Though migraine disorder affects 36 million Americans each year and is listed by the World Health Organization as the third most common disorder on the planet, it isn’t well represented in medical school curricula. It also receives relatively little research funding, with the National Institutes of Health dedicating only $18 million to migraine research, out of a budget of more than $21 billion. Most medications prescribed for migraine headaches were developed for other conditions, such as high blood pressure and epilepsy, and were serendipitously discovered to treat migraine. And most of them seem to follow the general rule of working for about half the patients half the time.

At the same time, new treatments are on the horizon.

Drug development

One promising approach targets a peptide called CGRP that is released from nerve cells and is thought to play a role in the pain mechanisms of migraine. Researchers are developing CGRP antibodies that can be injected beneath the skin, where they bind to CGRP and may prevent migraine attacks.

Now that scientists know that migraine is a neurological disorder rather than a vascular one, they are on the hunt for medicines that don’t affect the cardiovascular system and are thus safer for people with heart conditions.

Another drug in development is an inhaled version of dihydroergotamine, a medication that’s usually delivered intravenously in hospitals to relieve patients suffering from continuous migraine.

Supplements and herbs

The American Academy of Neurology recommends several complementary treatments, including the herb butterbur (Petasites hybridus), as effective for reducing the severity and frequency of migraine headache in some patients, though the report cautions that the safety of long-term butterbur use hasn’t been established.

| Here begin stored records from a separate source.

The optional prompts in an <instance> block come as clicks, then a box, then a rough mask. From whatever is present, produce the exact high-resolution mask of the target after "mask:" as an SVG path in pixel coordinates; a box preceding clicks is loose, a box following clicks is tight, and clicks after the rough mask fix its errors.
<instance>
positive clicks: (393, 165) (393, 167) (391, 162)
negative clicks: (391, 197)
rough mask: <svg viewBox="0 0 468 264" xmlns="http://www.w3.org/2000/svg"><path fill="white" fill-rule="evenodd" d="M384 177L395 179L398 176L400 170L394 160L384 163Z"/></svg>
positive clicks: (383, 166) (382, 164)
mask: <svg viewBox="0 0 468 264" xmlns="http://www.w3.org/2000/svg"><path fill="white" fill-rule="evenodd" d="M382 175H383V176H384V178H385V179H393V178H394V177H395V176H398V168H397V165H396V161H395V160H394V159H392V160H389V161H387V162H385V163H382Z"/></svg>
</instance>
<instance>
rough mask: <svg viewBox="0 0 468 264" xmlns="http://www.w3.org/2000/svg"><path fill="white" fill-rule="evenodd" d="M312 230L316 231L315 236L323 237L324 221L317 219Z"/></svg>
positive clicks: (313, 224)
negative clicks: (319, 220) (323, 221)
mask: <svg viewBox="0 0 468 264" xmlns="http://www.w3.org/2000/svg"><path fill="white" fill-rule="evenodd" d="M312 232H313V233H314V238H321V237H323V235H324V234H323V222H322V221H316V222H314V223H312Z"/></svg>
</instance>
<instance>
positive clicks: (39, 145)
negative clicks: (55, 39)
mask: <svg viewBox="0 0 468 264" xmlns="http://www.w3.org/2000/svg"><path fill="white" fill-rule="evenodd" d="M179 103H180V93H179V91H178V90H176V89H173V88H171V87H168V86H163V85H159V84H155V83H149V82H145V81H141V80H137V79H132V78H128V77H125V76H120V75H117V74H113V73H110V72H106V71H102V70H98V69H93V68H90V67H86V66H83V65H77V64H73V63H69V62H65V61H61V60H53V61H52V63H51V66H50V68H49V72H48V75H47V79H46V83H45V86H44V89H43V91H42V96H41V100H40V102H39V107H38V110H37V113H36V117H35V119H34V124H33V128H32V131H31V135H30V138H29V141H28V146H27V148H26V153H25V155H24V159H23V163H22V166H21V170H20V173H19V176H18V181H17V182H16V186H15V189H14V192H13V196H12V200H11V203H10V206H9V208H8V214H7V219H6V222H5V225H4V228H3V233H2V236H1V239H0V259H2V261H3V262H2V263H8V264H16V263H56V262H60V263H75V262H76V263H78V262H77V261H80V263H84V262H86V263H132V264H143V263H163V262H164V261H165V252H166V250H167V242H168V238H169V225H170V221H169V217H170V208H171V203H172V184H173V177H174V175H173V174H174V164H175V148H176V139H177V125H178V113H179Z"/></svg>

AAN guidelines state that magnesium supplements are “probably effective” at preventing attacks. Side effects can include stomach upset. Riboflavin, known as Vitamin B-2, is also placed in the “probably effective” category.

Magnetic stimulation

A new paradigm in migraine treatment involves the search for non-drug, non-invasive therapies. Transcranial magnetic stimulation delivers a magnetic pulse to the brain, essentially hitting “reset” on electrochemical signals that run awry in migraine attacks. Studies show it is effective in patients experiencing migraine with aura, and the first hand-held, single-pulse device has been approved by the Food and Drug Administration.